A few days after Roy Keane had left the Pacific Island in 2002, some believed the story was at an end and went in search of different narratives to frame Ireland’s World Cup around.
Instead the intensity increased and took over every conversation in Ireland. A friend recalls walking along Dublin’s Baggot Street in 2002 and realising that the story was now out of control. The husband and wife he passed were talking about Keane. As he went by a pub, all he could hear from inside were the key words belting out and the next few people were engaged with it too.
For years it seemed like it would never end, and it rumbled on in one form or another right up until Keane returned to the Ireland set-up in 2014. His presence at the European Championships will probably bring it up again. As Faulkner said, the past is never dead, it’s not even past.
Don't worry @TheNotoriousMMA, the greats are always welcomed back! #COYBIG #UFC200 pic.twitter.com/x0I0nEVySk
— Ireland Football ⚽️🇮🇪 (@IrelandFootball) April 20, 2016
Keane was a great polarising figure in Ireland subsequent to 2002, and McGregor has had the same effect.
If the sense of shock for those who idolise McGregor as others once idolised Keane is the same, there are key differences.
McGregor’s dispute with the UFC does not have the capacity for friction within Ireland that Keane’s with Mick McCarthy did.
Yet this story will rumble on as Saipan did. McGregor won’t disappear because of Tuesday night’s announcement, no matter how much those who find him disagreeable will it to be so.
The context of McGregor’s tweet and his subsequent exclusion from UFC 200 suggests that, as retirement plans go, this wasn’t a civil servant leaving the Department of Forestry and Fisheries after 40 years of steady service, an index-linked pension and a gift subscription to Open Fairways.
McGregor has a decent pension pot, but he had reason to believe that his earning potential was going to continue to increase, and for a man who has made his wealth central to his mission statement that would seem to provide a context for his retirement.
UFC may feel like they can do without him, and there are those who confidently predict that they can market a new fighter as they have marketed McGregor.
But it may not be that simple.
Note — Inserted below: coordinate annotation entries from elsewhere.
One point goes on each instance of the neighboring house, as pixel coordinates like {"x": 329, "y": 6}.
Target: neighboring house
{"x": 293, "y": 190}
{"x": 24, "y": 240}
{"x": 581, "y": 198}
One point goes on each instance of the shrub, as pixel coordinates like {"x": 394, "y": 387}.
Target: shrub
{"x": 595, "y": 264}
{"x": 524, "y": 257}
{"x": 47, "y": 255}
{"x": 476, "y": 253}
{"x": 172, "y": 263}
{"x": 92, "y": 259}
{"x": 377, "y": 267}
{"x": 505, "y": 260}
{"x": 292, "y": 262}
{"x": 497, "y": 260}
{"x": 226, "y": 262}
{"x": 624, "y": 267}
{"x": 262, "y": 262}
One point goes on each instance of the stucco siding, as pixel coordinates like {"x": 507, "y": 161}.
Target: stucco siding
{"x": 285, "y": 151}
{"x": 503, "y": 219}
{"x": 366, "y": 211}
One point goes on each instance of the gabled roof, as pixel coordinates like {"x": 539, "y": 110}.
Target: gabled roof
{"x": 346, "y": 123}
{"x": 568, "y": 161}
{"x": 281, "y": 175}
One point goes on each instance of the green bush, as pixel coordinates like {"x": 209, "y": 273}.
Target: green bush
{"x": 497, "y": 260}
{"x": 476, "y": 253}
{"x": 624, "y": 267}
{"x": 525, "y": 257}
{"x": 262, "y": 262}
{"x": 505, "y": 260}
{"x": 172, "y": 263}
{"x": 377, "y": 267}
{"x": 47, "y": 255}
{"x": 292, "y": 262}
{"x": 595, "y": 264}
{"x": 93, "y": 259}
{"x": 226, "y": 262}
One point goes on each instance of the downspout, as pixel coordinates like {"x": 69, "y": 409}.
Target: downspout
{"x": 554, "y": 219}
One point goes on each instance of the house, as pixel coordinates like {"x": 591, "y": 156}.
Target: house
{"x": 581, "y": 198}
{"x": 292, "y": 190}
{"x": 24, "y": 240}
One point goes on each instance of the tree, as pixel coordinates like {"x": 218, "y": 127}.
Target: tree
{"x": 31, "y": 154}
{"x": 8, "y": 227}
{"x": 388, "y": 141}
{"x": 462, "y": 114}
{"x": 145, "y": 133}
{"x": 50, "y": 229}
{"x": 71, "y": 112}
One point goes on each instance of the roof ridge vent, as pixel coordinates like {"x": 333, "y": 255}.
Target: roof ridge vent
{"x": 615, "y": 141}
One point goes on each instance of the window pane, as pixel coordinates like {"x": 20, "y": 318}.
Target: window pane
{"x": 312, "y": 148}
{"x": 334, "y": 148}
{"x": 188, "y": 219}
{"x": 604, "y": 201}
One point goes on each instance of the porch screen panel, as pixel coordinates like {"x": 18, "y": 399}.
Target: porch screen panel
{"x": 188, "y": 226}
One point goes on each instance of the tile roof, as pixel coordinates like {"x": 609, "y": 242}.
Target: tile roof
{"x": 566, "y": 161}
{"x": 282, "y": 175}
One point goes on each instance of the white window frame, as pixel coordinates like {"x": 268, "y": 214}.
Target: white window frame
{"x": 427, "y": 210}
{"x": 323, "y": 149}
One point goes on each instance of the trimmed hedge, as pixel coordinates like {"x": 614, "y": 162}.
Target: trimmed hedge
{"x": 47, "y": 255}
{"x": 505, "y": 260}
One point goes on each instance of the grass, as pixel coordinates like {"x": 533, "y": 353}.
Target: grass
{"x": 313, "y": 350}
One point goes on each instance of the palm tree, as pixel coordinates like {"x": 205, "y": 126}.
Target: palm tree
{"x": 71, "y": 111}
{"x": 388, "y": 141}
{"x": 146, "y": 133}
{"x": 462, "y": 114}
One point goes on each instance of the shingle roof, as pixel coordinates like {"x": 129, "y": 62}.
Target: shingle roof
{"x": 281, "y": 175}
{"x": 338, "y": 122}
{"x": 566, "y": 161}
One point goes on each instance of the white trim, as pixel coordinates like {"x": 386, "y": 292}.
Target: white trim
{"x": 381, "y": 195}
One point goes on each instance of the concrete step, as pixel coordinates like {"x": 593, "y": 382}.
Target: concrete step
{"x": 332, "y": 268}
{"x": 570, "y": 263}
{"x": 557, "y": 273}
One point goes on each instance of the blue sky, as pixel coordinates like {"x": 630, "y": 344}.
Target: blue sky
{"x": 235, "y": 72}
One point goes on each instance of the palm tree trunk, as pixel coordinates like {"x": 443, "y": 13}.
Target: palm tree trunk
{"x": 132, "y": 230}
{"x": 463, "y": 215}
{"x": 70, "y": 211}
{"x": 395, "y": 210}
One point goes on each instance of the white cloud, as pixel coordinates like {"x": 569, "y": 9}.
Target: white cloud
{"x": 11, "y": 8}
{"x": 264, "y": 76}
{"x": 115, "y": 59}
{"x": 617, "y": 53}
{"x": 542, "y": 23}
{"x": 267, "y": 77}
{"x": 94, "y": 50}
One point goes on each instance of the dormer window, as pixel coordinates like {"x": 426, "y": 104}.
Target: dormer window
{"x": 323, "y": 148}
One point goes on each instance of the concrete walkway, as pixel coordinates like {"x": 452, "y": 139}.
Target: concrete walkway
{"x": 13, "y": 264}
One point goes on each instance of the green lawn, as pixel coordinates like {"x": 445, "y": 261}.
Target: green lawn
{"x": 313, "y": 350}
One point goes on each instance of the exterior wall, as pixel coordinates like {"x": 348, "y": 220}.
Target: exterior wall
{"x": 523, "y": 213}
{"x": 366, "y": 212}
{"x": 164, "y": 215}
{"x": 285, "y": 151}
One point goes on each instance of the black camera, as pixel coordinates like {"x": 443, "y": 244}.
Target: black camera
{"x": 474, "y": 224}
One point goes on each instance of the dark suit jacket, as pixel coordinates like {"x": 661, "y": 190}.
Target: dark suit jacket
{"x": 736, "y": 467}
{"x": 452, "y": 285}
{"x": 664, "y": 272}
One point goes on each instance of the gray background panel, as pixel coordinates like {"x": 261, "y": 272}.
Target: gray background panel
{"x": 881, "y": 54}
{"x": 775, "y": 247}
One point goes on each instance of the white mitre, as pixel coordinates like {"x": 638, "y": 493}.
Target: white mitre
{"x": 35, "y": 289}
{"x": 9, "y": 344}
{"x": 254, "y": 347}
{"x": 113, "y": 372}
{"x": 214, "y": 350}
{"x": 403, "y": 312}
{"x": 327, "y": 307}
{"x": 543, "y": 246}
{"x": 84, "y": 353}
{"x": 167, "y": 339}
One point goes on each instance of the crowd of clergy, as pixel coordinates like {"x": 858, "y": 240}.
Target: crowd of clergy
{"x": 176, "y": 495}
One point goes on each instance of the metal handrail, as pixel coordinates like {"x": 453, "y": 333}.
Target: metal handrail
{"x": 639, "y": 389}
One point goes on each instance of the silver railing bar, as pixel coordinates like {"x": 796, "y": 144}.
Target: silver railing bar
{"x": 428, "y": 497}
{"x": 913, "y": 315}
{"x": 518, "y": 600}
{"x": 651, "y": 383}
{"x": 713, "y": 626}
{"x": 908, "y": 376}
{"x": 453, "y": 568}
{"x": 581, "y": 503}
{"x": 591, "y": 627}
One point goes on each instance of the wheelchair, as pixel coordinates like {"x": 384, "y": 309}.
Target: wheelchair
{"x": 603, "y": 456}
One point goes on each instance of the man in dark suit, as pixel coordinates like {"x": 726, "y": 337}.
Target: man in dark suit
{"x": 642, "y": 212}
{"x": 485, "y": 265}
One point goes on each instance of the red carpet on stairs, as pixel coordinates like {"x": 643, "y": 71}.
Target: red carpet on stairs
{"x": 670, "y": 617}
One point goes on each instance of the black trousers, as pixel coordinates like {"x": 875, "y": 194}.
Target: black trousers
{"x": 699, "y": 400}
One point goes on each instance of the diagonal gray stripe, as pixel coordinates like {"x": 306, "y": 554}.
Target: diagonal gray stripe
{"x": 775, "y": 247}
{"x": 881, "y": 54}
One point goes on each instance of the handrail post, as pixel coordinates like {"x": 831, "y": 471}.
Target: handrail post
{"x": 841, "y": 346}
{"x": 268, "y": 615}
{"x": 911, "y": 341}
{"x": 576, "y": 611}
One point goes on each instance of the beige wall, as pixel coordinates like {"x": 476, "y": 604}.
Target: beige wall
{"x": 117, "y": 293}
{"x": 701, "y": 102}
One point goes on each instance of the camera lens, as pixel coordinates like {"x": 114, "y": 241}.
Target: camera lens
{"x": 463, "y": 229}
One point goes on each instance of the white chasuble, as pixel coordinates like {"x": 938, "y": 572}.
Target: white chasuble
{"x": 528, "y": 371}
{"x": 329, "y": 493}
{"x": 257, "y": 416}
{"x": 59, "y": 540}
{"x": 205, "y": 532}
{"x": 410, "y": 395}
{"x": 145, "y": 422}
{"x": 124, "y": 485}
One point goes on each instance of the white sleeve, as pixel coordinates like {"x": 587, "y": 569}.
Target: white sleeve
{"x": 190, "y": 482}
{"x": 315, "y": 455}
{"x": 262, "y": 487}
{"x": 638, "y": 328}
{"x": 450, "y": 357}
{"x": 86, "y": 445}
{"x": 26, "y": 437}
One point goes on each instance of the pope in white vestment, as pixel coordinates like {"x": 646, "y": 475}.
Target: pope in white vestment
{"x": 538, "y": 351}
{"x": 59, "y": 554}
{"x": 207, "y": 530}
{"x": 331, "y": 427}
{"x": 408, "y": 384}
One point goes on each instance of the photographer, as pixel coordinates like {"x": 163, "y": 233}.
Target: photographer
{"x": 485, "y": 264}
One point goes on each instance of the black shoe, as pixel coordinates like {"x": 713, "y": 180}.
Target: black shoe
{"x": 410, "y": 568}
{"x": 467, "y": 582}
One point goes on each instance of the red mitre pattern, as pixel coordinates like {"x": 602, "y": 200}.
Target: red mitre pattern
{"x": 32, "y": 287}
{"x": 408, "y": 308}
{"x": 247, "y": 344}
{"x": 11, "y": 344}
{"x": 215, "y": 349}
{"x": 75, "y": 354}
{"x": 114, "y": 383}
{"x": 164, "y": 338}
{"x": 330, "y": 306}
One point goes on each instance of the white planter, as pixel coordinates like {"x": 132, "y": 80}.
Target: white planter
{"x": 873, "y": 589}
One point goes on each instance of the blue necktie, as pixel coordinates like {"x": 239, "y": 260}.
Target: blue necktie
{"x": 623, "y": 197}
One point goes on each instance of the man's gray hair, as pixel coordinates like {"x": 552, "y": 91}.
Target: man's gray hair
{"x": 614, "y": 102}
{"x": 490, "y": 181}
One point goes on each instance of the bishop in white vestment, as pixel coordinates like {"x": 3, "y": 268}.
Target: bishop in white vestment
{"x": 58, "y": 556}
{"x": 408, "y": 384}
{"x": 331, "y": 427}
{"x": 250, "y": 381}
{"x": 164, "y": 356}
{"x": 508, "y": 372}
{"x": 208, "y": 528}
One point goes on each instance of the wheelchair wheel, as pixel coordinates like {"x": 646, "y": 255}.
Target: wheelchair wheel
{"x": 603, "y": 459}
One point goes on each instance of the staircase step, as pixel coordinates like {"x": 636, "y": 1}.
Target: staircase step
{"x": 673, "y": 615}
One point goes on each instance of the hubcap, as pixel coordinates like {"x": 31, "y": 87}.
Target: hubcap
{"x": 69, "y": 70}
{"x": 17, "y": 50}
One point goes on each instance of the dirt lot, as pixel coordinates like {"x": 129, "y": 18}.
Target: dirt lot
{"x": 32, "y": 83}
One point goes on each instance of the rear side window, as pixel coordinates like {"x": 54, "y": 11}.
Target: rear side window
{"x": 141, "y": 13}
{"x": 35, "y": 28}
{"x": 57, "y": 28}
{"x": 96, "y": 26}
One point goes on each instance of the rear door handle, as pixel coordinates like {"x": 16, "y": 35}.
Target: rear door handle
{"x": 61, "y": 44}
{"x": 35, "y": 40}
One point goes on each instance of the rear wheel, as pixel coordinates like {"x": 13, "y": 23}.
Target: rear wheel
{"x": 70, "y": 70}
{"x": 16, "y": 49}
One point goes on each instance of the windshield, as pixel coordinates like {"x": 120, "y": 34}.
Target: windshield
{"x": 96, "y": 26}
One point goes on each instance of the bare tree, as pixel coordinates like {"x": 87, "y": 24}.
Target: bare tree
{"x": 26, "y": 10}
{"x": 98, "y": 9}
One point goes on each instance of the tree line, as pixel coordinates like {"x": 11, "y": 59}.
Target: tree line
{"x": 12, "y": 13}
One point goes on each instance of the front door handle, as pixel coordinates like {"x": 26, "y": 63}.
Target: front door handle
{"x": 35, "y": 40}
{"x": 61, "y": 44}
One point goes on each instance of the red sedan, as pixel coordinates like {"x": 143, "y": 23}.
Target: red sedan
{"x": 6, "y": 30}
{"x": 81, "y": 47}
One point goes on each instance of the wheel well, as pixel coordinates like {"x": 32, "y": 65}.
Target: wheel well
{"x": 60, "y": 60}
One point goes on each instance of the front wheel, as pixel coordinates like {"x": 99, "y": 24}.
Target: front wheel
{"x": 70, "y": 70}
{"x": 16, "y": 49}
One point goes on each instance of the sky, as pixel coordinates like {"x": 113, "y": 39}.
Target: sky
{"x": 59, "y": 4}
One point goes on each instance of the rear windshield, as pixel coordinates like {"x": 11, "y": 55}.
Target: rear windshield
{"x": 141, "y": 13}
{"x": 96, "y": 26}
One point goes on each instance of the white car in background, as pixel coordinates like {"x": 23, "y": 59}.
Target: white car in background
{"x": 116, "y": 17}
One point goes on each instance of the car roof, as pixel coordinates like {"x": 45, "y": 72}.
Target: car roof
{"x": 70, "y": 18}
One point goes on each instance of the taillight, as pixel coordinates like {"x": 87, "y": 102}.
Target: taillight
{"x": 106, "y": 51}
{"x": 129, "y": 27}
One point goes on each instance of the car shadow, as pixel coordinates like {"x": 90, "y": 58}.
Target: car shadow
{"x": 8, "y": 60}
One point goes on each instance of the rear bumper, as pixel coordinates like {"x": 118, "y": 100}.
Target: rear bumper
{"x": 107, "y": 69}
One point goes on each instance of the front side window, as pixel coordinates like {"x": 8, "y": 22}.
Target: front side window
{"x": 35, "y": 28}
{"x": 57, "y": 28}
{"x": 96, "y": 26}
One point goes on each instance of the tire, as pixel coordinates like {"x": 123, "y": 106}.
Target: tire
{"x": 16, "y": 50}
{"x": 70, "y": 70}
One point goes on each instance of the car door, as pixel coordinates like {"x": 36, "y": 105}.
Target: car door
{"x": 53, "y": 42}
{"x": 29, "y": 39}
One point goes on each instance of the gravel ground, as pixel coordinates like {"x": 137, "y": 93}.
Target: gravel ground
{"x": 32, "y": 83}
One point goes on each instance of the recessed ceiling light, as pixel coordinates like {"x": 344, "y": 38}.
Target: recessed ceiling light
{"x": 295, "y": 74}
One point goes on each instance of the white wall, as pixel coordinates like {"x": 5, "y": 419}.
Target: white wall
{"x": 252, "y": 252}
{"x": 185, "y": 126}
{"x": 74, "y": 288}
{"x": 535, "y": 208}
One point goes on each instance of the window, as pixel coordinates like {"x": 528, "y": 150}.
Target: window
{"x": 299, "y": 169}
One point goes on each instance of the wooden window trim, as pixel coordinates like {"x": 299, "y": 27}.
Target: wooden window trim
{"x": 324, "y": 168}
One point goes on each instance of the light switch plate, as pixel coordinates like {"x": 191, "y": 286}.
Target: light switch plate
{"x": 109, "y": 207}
There are many reasons for the phenomenon that is McGregor, just as there are many reasons for the rise of MMA.
Ireland may have become hooked because of McGregor, but his rise has been global and it may not be as easy to replicate his appeal simply because there is a template.
McGregor has positioned himself smartly and his appeal has simultaneously transcended UFC and exposed MMA to a whole new audience.
Some of that audience are reluctant or disgusted viewers who can’t understand the attraction of a sport they don’t see as sport at all.
But this position in the counterculture is part of the appeal, just as previous generations became more possessive as their parents questioned if rock ’n’ roll was really music or if civilisation was going to collapse when their children starting attending raves.
There were moments when it all seemed over and those who set themselves in opposition felt they’d seen off this existential threat.
https://www.youtube.com/watch?v=_-G1Uy0OkCw
Often it didn’t work out that way.
McGregor might have ambitions beyond UFC but he, too, might discover that he needed their expertise as much as they have benefited from his instinctive cunning and marketing genius.
McGregor’s retirement hasn’t altered the fundamentals. ‘What will Conor McGregor do next?’ has been the question which has driven the story during his rise.
It will probably become an even more pressing question during his exile, no matter how long it lasts.